Scenes of my youth! awake its slumbering fire! Ye winds of memory, sweep the silent lyre! Ray of the past, if yet thou canst appear, Break through the clouds of Fancy's waning year; Chase from her breast the thin autumnal snow, If leaf or blossom still is fresh below! Long have I wandered; the returning tide Brought back an exile to his cradle's side; And as my bark her time-worn flag unrolled To greet the land-breeze with its faded fold, So, in remembrance of my boyhood's time, I lift these ensigns of neglected rhyme; O more than blest, that all my wanderings through, My anchor falls where first my pennons flew!

And read yet again in another place this loving tribute to the home of his childhood:

"To what small things our memory and our affections attach themselves! I remember when I was a child that one of the girls planted some Star of Bethlehem bulbs in the southwest corner of our front yard. Well, I left the paternal roof and wandered in other lands, and learned to think in the words of strange people. But after many years, as I looked in the little front yard again, it occurred to me that there used to be some Stars of Bethlehem in the southwest corner. The grass was tall there, and the blade of the plant is very much like grass, only thicker and glossier.

"Even as Tully parted the briers and brambles when he hunted for the sphere-containing cylinder that marked the grave of Archimedes, so did I comb the grass with my fingers for my monumental memorial flower. Nature had stored my keepsake tenderly in her bosom. The glossy, faintly-streaked blades were there; they are there still, though they never flower, darkened as they are by the shade of the elms and rooted in the matted turf.

"Our hearts are held down to our homes by innumerable fibres, trivial as that I have just recalled; but Gulliver was fixed to the soil, you remember, by pinning his head a hair at a time.
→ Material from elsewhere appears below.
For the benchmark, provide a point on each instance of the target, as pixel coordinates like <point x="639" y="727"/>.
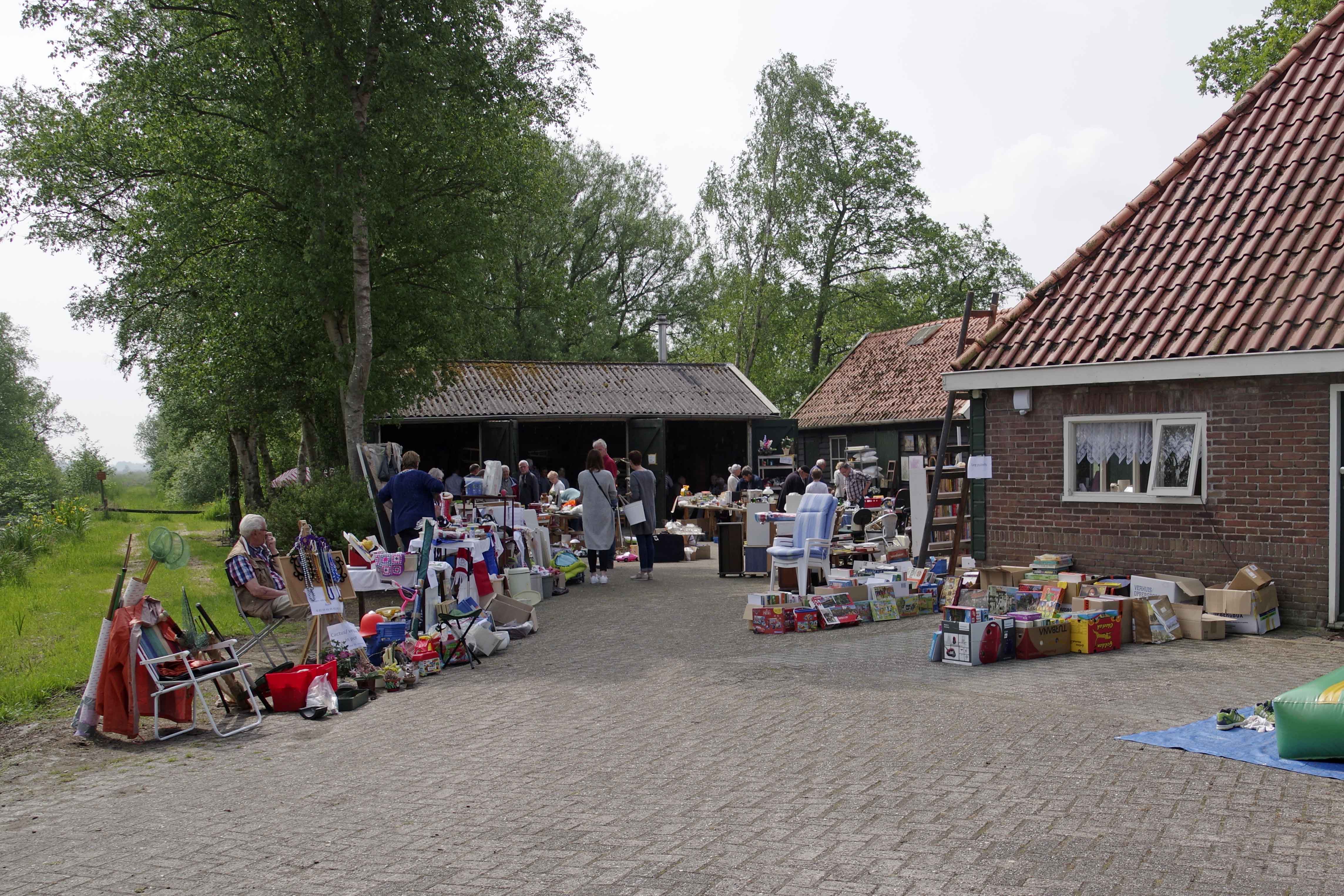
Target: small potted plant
<point x="392" y="676"/>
Even a stone, with a whitish band crossing it, belonging to the pavement of the back yard, insisted on becoming one of the talismans of memory.

"This intersusception of the ideas of inanimate objects, and their faithful storing away among the sentiments, are curiously prefigured in the material structure of the thinking centre itself. In the very core of the brain, in the part where Des Cartes placed the soul, is a small mineral deposit of grape-like masses of crystalline matter.

"But the plants that come up every year in the same place, like the Stars of Bethlehem, of all the lesser objects, give me the liveliest home-feeling."

This tribute of Holmes to the grand Marseillaise is indeed one of the finest passages in a poem abounding in point and vigor, as well as in fancy and feeling. Who can read these stirring lines without a sympathetic thrill for the watching, weeping Rouget de l'Isle, composing in one night both music and words of the nameless song?

The city slept beneath the moonbeam's glance, Her white walls gleaming through the vines of France, And all was hushed save where the footsteps fell On some high tower, of midnight sentinel. But one still watched; no self-encircled woes Chased from his lids the angel of repose; He watched, he wept, for thoughts of bitter years Bowed his dark lashes, wet with burning tears; His country's sufferings and her children's shame Streamed o'er his memory like a forest's flame, Each treasured insult, each remembered wrong, Rolled through his heart and kindled into song; His taper faded; and the morning gales Swept through the world the war song of Marseilles!

Since the lyric dress Relieves the statelier with its sprightliness,

"Extremely youthful in his appearance, bubbling over with the mingled humor and pathos that have always marked his poetry, and sparkling with the coruscations of his peculiar genius, he delivered the poem with a clear, ringing enunciation which imparted to the hearers his own enjoyment of his thoughts and expressions."